Das ist der Zwischenboden der Sandkiste und Sub-Teil voneinander trennt
   
  Die beiden schmalen Streifen bilden die Vertiefung für das Alublech und die Beleuchtung der späteren Front.  
       
Die eigentliche Frontplatte ist eingeleimt.


Hier setzte ich mich das erste mal ernsthaft mit der Konstruktion des BR-Kanals auseinander und mir fiel auf, daß das verdrängte Volumen bei 12er Plattenmaterial doch beträchtlich ist ...
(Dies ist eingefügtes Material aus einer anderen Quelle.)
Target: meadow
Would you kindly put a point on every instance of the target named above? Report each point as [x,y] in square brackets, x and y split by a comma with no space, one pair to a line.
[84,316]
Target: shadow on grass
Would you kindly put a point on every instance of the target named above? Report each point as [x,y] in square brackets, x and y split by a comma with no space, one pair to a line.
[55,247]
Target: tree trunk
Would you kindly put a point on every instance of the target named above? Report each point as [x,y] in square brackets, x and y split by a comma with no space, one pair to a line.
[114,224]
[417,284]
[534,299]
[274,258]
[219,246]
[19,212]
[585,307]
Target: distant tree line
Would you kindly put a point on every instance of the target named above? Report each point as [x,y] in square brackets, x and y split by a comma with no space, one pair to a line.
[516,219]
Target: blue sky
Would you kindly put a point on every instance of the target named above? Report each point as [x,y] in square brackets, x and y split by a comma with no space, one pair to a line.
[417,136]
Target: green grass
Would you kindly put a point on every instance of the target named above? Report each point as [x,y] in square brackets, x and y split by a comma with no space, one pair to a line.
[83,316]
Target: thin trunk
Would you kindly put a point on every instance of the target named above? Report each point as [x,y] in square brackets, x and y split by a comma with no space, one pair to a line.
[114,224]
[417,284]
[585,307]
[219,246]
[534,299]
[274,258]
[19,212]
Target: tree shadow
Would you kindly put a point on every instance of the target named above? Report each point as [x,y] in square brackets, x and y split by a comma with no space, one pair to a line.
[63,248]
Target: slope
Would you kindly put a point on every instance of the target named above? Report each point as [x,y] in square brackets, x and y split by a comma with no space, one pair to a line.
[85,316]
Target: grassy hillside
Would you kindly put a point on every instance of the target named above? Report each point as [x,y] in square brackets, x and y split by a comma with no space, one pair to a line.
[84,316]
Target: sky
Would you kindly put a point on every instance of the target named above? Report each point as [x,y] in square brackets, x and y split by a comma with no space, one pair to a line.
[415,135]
  ... und so verlängerte ich den Kasten nach oben, indem ich rundum 5cm Streifen aus MDF Restmaterial aufstockte. Verbunden habe ich die Teile, indem ich in ca 15cm Abstand Dübelstangen eingeklebt habe.


Zeit zum Fräsen der Chassisausschnitte. Also Mittelpunkte auf beiden Seiten des Kasten angezeichnet und los. Es war das erste Mal das ich mit einer Oberfräse arbeitete. Mangels Übungsstück habe ich mich gleich an richtigen Kasten gemacht. Das war ein Fehler. Ich habe einmal ein Loch ins Material gehauen als ich die Fräse einschaltete, und einmal beim hochnehmen von der Platte als sich der Fräser noch drehte. Beim zweitenLoch klappte aber alles.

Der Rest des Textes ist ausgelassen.